# SLSA



## Lisasoaps (Jan 30, 2010)

Hi everyone, I dont know if I am posting this in the right place but wanted to let you know that we have a co-op on another board for SLSA (sodium lauryl sulfoacetate or Lathanol LAL) . Right now I am just gauging interest.
Heres the info
Price of items offered $4.42 per lb including shipping to me.
Price from supplier: (4.30 x 250 = $1075 + $30 fuel surcharge= $1105)
Co-op price: $4.42 per lb including shipping to me.
Savings: Supplier prices vary depending on quantity chemstore is $33.50 per 5 lbs

Packaging (how will items be packaged by hostess)ouble ziploc bags,taped, placed into a garbage bag

Hostess fees: $3.00 (Pp fees, bags, tape)


Dates:
Start: Feb 01, 2010
Finish:Feb 08 2010 all payments are expected to be in

Payments accepted: Paypal, money order

Misc. Information: We must reach 250 lbs to get it at this price.
There is a lead time of 2 to 3 weeks but if there is enough interest I make Patrick aware on friday and that will shave off a week. Please keep in mind that also this stuff is a killer on the respratory system so it will take more than just a day or 2 to ration it out. If you are not a patient person then this co-op is not for you. All information will be contained in this thread, including updates and payment totals for accountability for both the buyer and hostess. 
All payments must include your CT name.
SORRY NO INTERNATIONAL ORDERS 
I work a full time job driving a school bus so do not have access to a computer untill after 4.30pm (sometimes I get to come home for anhour in the morning and may pop on). What I am trying to say is dont get your undies in a bunch if you havent heard from me all morning and afternoon. 

If anyone is interested or has questions please contact me in this thread. It just makes things easier that way. 

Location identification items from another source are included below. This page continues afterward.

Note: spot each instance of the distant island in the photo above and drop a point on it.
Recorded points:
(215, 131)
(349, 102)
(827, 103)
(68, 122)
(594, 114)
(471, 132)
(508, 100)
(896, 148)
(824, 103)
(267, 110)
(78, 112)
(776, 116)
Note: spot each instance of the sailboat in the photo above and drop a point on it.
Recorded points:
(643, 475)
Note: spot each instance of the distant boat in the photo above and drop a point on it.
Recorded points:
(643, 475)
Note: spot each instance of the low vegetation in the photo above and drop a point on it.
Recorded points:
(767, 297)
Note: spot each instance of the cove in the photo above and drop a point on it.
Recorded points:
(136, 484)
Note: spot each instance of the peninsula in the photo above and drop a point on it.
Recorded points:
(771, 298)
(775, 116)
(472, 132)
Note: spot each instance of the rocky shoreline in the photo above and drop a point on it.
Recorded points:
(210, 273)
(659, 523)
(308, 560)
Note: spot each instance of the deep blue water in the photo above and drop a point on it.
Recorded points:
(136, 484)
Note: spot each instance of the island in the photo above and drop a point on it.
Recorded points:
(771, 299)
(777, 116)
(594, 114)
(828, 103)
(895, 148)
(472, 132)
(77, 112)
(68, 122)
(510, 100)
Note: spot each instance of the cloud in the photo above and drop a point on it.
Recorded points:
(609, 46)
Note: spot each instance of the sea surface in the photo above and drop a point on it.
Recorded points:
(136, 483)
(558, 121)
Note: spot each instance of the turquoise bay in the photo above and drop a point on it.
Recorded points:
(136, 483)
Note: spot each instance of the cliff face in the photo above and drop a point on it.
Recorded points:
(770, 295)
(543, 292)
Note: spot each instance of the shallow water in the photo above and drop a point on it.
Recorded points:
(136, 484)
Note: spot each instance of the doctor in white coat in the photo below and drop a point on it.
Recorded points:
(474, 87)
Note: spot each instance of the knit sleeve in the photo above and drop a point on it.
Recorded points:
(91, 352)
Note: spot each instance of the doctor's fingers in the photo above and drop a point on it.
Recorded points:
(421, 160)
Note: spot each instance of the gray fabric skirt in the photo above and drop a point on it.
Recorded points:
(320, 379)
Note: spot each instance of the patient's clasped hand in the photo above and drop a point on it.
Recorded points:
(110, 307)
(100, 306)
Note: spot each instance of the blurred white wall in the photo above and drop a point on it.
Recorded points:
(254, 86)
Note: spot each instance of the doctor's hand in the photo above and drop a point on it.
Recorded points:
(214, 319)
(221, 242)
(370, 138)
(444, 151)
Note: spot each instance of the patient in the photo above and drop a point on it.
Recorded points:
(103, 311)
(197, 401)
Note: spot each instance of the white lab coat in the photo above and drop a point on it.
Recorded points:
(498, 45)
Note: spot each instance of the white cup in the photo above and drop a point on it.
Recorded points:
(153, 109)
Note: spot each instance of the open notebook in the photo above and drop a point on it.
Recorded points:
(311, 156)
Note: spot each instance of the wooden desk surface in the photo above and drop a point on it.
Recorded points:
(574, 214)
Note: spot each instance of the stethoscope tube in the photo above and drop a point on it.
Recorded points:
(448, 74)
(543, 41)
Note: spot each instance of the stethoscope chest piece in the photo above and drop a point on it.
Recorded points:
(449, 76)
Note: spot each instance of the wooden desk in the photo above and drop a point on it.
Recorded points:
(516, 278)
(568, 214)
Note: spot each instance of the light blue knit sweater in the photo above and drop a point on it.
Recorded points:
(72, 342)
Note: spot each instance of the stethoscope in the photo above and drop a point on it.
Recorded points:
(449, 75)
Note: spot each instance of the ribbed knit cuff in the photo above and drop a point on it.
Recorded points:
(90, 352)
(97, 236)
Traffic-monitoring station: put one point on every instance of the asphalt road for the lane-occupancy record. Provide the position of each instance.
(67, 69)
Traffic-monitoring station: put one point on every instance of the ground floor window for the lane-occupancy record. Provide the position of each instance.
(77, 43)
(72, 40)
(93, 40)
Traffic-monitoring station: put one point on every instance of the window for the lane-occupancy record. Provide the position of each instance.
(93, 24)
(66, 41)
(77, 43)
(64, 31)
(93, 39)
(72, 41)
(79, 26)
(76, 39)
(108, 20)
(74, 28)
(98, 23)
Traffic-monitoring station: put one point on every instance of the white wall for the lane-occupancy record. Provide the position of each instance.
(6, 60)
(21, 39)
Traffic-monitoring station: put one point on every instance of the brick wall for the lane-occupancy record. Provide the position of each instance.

We still need 160 lbs to make this co-op a go. I believe 10 lbs will fit in a med. flat rate box and close to 20 for a large flat rate.
Thanks


----------



## Overthemoon (Jan 30, 2010)

Count me in (as long as you can ship to the US or Canada I a golden.

Every one wants bubble bomb the instant I mention making them so I gotta get more. MUCH more... Since I do want to sell when I am good enough at all my little products.


----------



## Lisasoaps (Jan 30, 2010)

Hi Adrienne, I forgot to say I live in the US and I am willing to ship to Canada. How much are you in for hun?


----------



## carebear (Jan 31, 2010)

super - thanks.

PMing you.


----------



## ohsoap (Jan 31, 2010)

I have been thinking of adding those as well.  I'm not sure how much to take though, I have never done a co-op before.


----------



## Lisasoaps (Jan 31, 2010)

I suppose its all up to your pocket so to speak, and how much of the product you use in your concoctions. I use a lot of this stuff because I make bubble bath bombs. I see you are in Canada. You would definately want to make the best of the shipping fees. Usually its anywhere from 5 to 20 lbs. I was nervous when I jumped in on my first co-op too. I wasnt sure exactly how it worked but its one of those things where you learn as you go and the prices are always well worth it. Just give the word and I will mark you down for the quantity you would like. Sodium lauryl sulfoacetate and lathanol LAL are the same thing. You said THOSE in your post so I figured I would clear that up for you.


----------



## carebear (Jan 31, 2010)

I always make my bath bombs without this stuff, but I'm tired of people asking for bombs that actually make bubbles - so I'm in.  Besides, I need to put more work into my solid shampoos.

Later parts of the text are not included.